The government-mediated deal was backed by 74 per cent of more than 62,000 union members after five months of negotiations tied to soaring profits in Samsung’s semiconductor division. Reuters reported that Samsung agreed to allocate 10.5 per cent of semiconductor operating profit to special bonuses for chip workers, with some employees set to receive total payouts of about $416,000 this year.

The agreement covers around 78,000 employees, slightly more than 60 per cent of Samsung’s workforce, according to Deutsche Welle. It includes an average wage increase of 6.2 per cent and introduces a new 10-year performance bonus system for semiconductor staff as demand for artificial intelligence chips boosts earnings across the industry.

Reuters reported that the deal marks only the second time a major South Korean company has formally linked bonuses to a fixed share of operating profit, following similar moves by rival chipmaker SK Hynix. Kim Keechang, a law professor at Korea University, told Reuters that “it might be only the beginning” of broader demands from organised labour at other large companies.

South Korean President Lee Jae Myung expressed concern about the structure of the arrangement before the deal was finalised. “Even investors receive dividends from net income after taxes are paid, don’t they?” Lee told a cabinet meeting last week, according to Reuters.

Business groups and shareholders have criticised the agreement’s implications for corporate governance and profitability. The Korea Enterprises Federation said in a statement that the deal reflected Samsung’s “special circumstances” and warned against “excessive bonus demands across industry”.

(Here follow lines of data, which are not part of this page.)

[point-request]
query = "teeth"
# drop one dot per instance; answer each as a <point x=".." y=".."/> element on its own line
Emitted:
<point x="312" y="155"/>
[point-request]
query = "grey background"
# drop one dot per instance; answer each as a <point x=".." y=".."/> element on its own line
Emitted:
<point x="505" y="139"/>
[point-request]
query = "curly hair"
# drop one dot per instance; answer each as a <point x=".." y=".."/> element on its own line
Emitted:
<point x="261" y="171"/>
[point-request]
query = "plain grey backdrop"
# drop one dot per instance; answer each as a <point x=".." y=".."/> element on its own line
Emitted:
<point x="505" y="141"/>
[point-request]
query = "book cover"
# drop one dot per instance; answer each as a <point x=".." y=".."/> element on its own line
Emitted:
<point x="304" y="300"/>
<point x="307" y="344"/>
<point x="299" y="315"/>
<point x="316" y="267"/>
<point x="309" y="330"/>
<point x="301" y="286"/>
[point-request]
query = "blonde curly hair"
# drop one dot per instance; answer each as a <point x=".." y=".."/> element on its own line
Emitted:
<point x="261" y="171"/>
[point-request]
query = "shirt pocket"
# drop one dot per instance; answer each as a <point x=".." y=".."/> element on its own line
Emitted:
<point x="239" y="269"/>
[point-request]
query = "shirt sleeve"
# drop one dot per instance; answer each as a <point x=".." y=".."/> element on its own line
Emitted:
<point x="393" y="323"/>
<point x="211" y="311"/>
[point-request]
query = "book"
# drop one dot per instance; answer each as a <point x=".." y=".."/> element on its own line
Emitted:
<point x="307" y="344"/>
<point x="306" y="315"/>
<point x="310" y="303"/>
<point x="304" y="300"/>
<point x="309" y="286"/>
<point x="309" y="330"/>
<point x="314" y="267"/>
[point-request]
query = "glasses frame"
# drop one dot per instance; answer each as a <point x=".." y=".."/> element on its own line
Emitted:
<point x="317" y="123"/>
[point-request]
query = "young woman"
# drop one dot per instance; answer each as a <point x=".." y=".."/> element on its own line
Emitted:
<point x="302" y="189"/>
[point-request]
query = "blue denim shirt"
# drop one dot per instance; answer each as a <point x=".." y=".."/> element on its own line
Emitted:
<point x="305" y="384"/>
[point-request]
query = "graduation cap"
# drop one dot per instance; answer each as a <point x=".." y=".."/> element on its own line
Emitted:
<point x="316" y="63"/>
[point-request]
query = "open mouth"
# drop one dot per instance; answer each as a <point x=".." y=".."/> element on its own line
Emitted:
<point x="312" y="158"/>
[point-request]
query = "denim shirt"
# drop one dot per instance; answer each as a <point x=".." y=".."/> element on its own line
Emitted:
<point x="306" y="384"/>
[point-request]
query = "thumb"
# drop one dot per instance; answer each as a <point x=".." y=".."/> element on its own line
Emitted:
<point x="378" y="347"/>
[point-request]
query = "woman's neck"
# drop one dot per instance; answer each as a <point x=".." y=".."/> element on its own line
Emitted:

Reuters reported that tensions have already emerged within Samsung because the agreement disproportionately benefits workers in the profitable memory chip division. A smaller union representing consumer electronics staff has sought a court injunction to block the deal after withdrawing from negotiations earlier this year.

Samsung’s first-quarter operating profit rose roughly 750 per cent year-on-year, while the company’s market capitalisation surpassed $1 trillion this month, according to Deutsche Welle. Reuters separately reported that Samsung plans to invest 39 trillion dong, equivalent to $1.5 billion, in a semiconductor testing plant in Vietnam focused on legacy memory chips, with operations expected to begin in 2027.